Un diavolo grande e con un lungo passato alle spalle racconta ad un giovane apprendista i trucchi del mestiere.
Come abbindolare l’umanità e portarla sulla sua strada senza che se ne accorga. Pensando invece di aver determinato il suo miglior destino.
“Lavora indefessamente, dunque, sulla disillusione e il disappunto” scrive Berlicche in una delle sue lettere al giovane nipote.
La vita è sempre in bilico e il Diavolo lo sa, “In ogni settore della vita essa segna il passaggio dalla sognante aspirazione alla fatica del fare”, ed è lì il momento di intervenire, di tracciare il solco.
Clive Staples Lewis, nato nella fredda Belfast, autore del ben più famoso Le cronache di Narnia, in Le Lettere di Berlicche, edito da Mondadori e tradotto da Alberto Castelli, affronta con piglio filosofeggiante la discesa verso il male. Epurandola dalla violenza, dalla crudeltà, con un taglio chirurgico in ogni parola.
“La strada più sicura per l’inferno, ricordalo, è quella graduale…è il dolce pendio, il soffice suolo, senza brusche voltate, senza pietre miliari, senza indicazioni”. Le piccole scelte quotidiane, apparentemente innocue che si sommano, una dopo l’altra, e creano il cammino verso un baratro dal quale è quasi impossibile tornare indietro.
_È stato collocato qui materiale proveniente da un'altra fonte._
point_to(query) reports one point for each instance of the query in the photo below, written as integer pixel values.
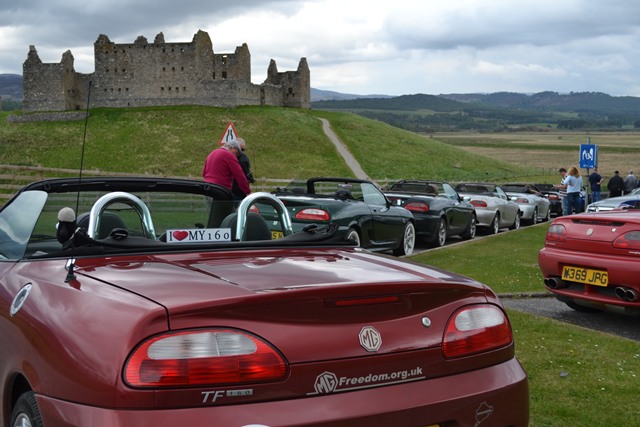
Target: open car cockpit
(63, 217)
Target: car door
(508, 209)
(388, 225)
(458, 211)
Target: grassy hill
(282, 143)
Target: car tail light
(630, 240)
(203, 357)
(556, 233)
(313, 214)
(417, 207)
(476, 329)
(478, 203)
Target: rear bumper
(620, 272)
(497, 395)
(426, 226)
(485, 217)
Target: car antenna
(71, 263)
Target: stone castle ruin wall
(144, 74)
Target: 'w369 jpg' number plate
(585, 275)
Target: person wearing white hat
(223, 168)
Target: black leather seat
(108, 222)
(256, 227)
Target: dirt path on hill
(342, 150)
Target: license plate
(585, 275)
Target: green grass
(282, 143)
(577, 377)
(507, 262)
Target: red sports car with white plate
(591, 261)
(150, 302)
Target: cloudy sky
(363, 46)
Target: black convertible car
(362, 212)
(438, 210)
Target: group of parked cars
(377, 219)
(153, 301)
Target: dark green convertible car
(361, 211)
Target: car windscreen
(17, 223)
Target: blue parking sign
(588, 156)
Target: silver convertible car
(494, 209)
(631, 199)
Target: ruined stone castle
(159, 74)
E come confondere a tal punto la mente umana? Come portare dall’altro lato della strada? “Il Rumore, grandioso dinamismo, espressione udibile di tutto quanto è esultante, spietato, virile, il Rumore, che solo ci difende da stupidi rimorsi, da scrupoli disperanti, da desideri irraggiungibili. Noi vogliamo, infine, fare di tutto l’Universo un rumore. Abbiamo già fatto grandi passi in quella direzione per ciò che si riferisce alla Terra. Le melodie e i silenzi del Cielo verranno infine soverchiati dai gridi”.